Viva la Diferencia

My new Mexican friends (not to be confused with my longtime New Mexican friends, who know better) tell me, “Don’t worry!” That, to me, is like telling a lion to become a vegetarian.

Some things about us are immutable, I think, and worry is like that for me. I’ve been doing it – and doing it well – for as long as I can remember. I even looked worried in my baby pictures.

When I press my memory’s rewind button to locate the source of this knee-jerk response to things, my mind stops at this image: My father, large, bloated with booze, and bald, taking a long drag on his Marlboro, blowing the smoke above my head, then waving the cigarette in front of my four- or five-year-old face and slurring, “Yer on yer own, kid! Don’t look ta me fer anything!” Yes, perhaps that’s when I really began to worry in earnest.

But don’t tsk-tsk. I learned a lot from him. Without intending to, he taught me to be independent, self-reliant, and resilient. In an era when “Father” purportedly knew “Best,” his words and behavior taught me to question everything – an excellent intellectual exercise. In a time and place (conservative suburban New Jersey, circa 1950s) where flag-waving patriotism mattered, he gave me a kind of freedom from all that: Devoid of a sense of patrimony (or is the correct word “patriarchy”?), from which, I believe, patriotism stems, I could only pledge my deepest allegiance to Mother Earth.

Inadvertently, my father made me strong.

But the down side – there’s always a down side, que no? – is that a lifetime of knowing there’s no one “at my back,” as they say (“yer on yer own, kid” was a refrain), made me wary, ever-vigilant, always looking all around me, and especially over my shoulder. I became a world-class worrier.

Yes, I know I sometimes overdo it. But, frankly, there’s a lot to worry about in this crazy world.
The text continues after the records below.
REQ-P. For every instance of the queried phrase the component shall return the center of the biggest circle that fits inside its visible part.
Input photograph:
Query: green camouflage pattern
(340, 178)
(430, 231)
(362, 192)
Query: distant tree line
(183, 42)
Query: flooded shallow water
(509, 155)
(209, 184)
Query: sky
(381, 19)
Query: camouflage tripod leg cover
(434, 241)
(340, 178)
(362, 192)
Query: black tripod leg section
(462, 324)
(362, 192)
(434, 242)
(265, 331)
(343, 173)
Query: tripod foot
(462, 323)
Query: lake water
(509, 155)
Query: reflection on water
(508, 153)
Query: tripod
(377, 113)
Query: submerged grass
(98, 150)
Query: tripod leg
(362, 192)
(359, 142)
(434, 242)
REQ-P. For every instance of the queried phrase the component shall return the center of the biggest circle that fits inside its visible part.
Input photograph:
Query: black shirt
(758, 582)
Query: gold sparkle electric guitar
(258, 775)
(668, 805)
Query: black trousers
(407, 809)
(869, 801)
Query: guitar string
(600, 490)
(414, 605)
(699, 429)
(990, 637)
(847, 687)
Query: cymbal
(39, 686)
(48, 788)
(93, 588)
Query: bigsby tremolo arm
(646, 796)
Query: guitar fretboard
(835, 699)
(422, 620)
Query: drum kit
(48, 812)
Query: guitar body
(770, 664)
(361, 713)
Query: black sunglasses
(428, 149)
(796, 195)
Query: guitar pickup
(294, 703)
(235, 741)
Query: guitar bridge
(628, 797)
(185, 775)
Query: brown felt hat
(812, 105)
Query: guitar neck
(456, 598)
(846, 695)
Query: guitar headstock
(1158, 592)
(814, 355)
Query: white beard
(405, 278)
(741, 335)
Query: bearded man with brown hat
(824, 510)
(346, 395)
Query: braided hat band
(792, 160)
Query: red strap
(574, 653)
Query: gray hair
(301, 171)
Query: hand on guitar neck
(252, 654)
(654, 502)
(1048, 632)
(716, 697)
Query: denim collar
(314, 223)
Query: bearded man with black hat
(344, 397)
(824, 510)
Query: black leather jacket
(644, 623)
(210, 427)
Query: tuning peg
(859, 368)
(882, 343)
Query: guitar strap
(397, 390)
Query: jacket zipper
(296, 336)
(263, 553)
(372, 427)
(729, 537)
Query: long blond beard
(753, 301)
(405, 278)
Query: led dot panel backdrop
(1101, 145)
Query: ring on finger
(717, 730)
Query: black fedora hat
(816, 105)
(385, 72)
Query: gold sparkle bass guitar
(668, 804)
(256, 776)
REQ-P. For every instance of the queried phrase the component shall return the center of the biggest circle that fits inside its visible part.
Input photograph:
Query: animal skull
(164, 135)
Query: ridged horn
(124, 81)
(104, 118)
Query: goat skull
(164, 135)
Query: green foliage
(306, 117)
If you don’t believe me, just spend a little time watching CNN. You can count on the avuncular Wolf Blitzer to comment on correspondents’ reports — such as yesterday’s newest revelation about what North Korea has been up to – with, “Well, that is worrisome!”

The biggest worry for Americans, in my view right now — the worry at the very peak of the mountain range of current world worries — is that the big, bloated, bully Donald Trump could indeed be elected President. Now that’s something to worry about.

But, getting back to my new Mexican friends:

They came to my house last Saturday evening to celebrate a birthday. “Don’t worry,” they told me ahead of time, “we’ll take care of everything!”

And, true to their word, they did. They brought the food, the music, the laughter and the dancing. Fourteen guests in all – the eighty-year-old patriarch widower, five of his twelve children, plus their children and “the birthday boy” and his grown daughter. After having spent ten stressful years as a New York City caterer who worried herself sick over the success (or failure) of every party she did, I was surprised (and relieved) to find that at this birthday party I truly had nothing to worry about.

Dancing with "the birthday boy" last Saturday night
Dancing with “the birthday boy” last Saturday night

I observed this family’s dynamics warily, objectively, like the closet anthropologist I tend to be: their joie de vivre, their ease in each other’s company; three generations cooking, eating, laughing and dancing happily, seamlessly, together.

This family embraces me. The men, old and young, dance with me as though my age is irrelevant. Twirling to their Mexican CDs, “worry” is the last thing on my mind.

I marvel at our polar differences. And I make a silent request to the Universe: If I have to come back again, I hope it’s as a happy-go-lucky Mexican person in a large, loving family that spends most Saturday nights dancing.